I get asked somewhat frequently how I conceptualize the #uranium market with respect to different projects. It's very fluid, but my thinking descends from the uranium cost curve, a way to look at many projects together in the context of the market. All data here is made up.(1/12)
From cheapest to the most expensive, I stack best estimates for different mines. At a given cumulative market demand (this could be usage or it could be purchasing - two different things), I can think about which mines might be close to marginal in terms of production cost.(2/12)
For a future year, this curve isn't static. Mines deplete over time. Their production decreases or maybe increases, or the results of high-grading make the mine more expensive. Cumulative market demand could change production cost. For example: (3/12)
Now, those last two pictures don't actually change the marginal mine in this formulation. But a whole mine coming offline could bring new production online which shifts production dynamics in the market. (4/12)

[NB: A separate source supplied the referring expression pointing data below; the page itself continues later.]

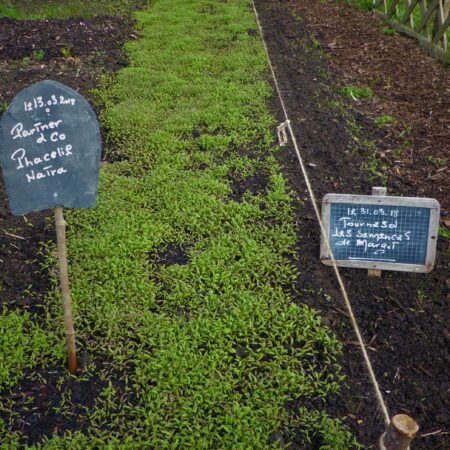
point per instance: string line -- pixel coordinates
(287, 124)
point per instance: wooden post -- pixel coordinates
(399, 434)
(380, 191)
(65, 289)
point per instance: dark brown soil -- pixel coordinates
(403, 317)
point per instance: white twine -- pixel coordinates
(287, 124)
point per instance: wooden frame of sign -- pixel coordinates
(349, 234)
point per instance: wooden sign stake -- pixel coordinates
(65, 289)
(379, 191)
(399, 434)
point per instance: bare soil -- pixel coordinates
(404, 317)
(317, 48)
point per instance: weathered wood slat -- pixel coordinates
(434, 4)
(442, 29)
(408, 12)
(423, 10)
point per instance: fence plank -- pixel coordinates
(441, 30)
(423, 10)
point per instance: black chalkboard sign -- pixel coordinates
(380, 232)
(50, 149)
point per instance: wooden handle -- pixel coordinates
(401, 431)
(65, 288)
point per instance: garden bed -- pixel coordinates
(403, 316)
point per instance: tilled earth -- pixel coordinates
(404, 317)
(317, 48)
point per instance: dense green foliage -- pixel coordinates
(206, 352)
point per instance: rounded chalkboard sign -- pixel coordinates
(50, 149)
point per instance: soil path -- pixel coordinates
(404, 317)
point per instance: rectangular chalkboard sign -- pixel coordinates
(380, 232)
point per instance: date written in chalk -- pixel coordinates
(372, 212)
(40, 102)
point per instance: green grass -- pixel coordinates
(208, 352)
(55, 9)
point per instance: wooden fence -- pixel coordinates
(425, 20)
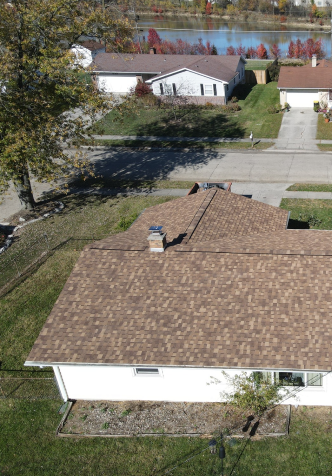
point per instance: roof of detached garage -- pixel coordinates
(234, 288)
(219, 67)
(306, 77)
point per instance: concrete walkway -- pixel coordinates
(298, 130)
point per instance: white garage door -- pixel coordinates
(302, 98)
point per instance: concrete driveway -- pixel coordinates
(298, 130)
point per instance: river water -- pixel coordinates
(223, 33)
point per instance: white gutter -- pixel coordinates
(61, 385)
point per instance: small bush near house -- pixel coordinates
(274, 109)
(142, 89)
(274, 71)
(231, 107)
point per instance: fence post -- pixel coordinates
(46, 239)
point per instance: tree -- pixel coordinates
(252, 392)
(275, 51)
(40, 81)
(153, 38)
(208, 8)
(261, 52)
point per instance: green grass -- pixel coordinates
(199, 122)
(315, 214)
(310, 187)
(189, 144)
(324, 131)
(257, 65)
(28, 446)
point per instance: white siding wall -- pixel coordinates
(188, 84)
(116, 83)
(174, 384)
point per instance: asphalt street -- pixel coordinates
(273, 168)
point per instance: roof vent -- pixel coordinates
(157, 239)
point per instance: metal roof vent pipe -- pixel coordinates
(157, 239)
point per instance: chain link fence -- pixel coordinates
(18, 260)
(30, 388)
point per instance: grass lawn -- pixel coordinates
(28, 445)
(310, 187)
(315, 214)
(192, 145)
(204, 122)
(324, 130)
(325, 147)
(257, 65)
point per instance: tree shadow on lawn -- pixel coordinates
(155, 164)
(193, 122)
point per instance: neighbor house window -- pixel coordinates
(208, 89)
(314, 379)
(146, 371)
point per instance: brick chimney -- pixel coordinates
(157, 239)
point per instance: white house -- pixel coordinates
(86, 52)
(157, 315)
(207, 78)
(300, 86)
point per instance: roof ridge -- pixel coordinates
(198, 215)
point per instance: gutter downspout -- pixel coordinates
(61, 385)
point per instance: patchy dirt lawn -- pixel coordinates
(143, 418)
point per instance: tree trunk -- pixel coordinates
(24, 191)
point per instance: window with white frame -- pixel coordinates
(208, 89)
(291, 379)
(146, 371)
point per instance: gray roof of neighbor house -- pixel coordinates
(234, 289)
(306, 77)
(219, 67)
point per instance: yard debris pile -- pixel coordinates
(143, 418)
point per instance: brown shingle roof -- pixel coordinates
(219, 67)
(306, 76)
(192, 306)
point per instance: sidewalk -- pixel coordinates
(280, 143)
(269, 193)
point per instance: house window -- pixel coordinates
(314, 379)
(208, 89)
(290, 379)
(144, 371)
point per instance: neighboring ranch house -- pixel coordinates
(86, 52)
(300, 86)
(207, 78)
(149, 316)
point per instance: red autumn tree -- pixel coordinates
(275, 51)
(208, 8)
(261, 52)
(251, 53)
(231, 51)
(153, 38)
(240, 50)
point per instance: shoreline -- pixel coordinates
(255, 18)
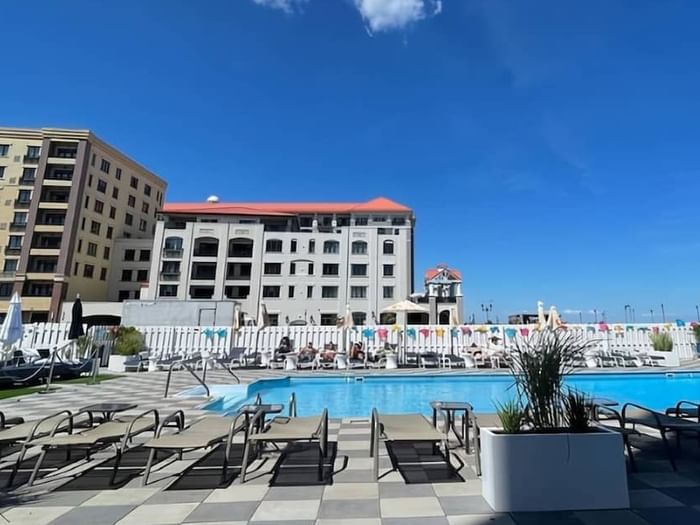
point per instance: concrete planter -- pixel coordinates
(548, 472)
(116, 363)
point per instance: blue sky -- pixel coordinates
(549, 149)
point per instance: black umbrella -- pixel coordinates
(76, 322)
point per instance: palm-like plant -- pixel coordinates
(539, 364)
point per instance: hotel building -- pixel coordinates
(304, 261)
(65, 198)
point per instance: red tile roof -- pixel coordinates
(378, 205)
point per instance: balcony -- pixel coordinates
(172, 253)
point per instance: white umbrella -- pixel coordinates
(406, 307)
(11, 330)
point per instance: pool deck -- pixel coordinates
(658, 495)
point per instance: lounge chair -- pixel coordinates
(639, 415)
(402, 428)
(288, 430)
(118, 432)
(202, 433)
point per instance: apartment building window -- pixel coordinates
(331, 247)
(359, 248)
(273, 245)
(329, 319)
(167, 290)
(272, 269)
(330, 269)
(270, 292)
(358, 270)
(329, 292)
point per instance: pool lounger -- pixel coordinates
(402, 427)
(116, 431)
(287, 430)
(203, 433)
(639, 415)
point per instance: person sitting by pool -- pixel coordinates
(357, 352)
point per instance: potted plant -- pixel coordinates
(127, 341)
(547, 456)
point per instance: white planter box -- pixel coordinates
(116, 363)
(547, 472)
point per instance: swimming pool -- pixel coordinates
(350, 397)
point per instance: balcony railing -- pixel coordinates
(172, 253)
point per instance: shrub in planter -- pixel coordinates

Anyway, projects are only one way to look at it. We can also base our cost curve on producers. Golden Mining Corp. owns the most expensive producing asset (Athabasca Magnus), but it also owns Soggy Depths and so its total production cost is below market marginal cost. (5/12)
Often in the past, an inefficient asset can be kept online because of the strength of the owner's contract book or a dollar-cost-average of production below that most expensive mine. This can occasionally explain how a specific mine can operate at a loss. (6/12)
On the future side, there is a lot of uranium out there. Dozens of characterized projects, many of them very expensive and pretty undesirable. A curve of prospective projects is very noisy, changes frequently, and always has new additions as explorers drill new holes. (7/12)
These numbers bounce around. Currency rates change, high-grade intercepts improve economics, labor and capital becomes more/less expensive, etc. etc. Most prospective projects have some kind of sensitivity study as to how project cost changes w.r.t. these factors. (8/12)
Let us not forget that a thoughtful mgmt team can adjust a mining plan and come up with a better solution. Take the Jefferson Airplane project - at a lower rate per yr, perhaps by going after more high-grade ore first, the Jefferson Starship version has better economics. (9/12)
The synthesis of these two ideas is a projected cost curve for a future year. New projects come on to meet new demand and the market dynamics shift. Maybe a cheaper-than-marginal mine doesn't make it online, or the market produces just a little too much uranium. (10/12)
This is all guesswork. We can't exactly predict where demand will land in an out year or which projects will succeed. But we can at least narrow the list down to which projects are in the ballpark, and which are not close to where we think clearing cost might be. (11/12)
There's a lot more to this, of course. Market buying behavior (or psychology) shapes the cost of uranium just as much as production economics do, but this is at least a methodology by which we can separate the (pardon my French) potential winners from the bullshitters. (12/12)
(PS/12) The market isn’t efficient and so this methodology isn’t *predictive* but it can give us a rough estimate as to where the incentive price for an incremental producer might be in an out year (profit, G&A, etc. all baked in). We can see transients which upset the...
...economics as supply gets out of whack with demand, but the gravity of the market should always pull the price towards the incremental mine, especially if there are many mines like our ill-fated Turkey project which can profitably produce below market rates.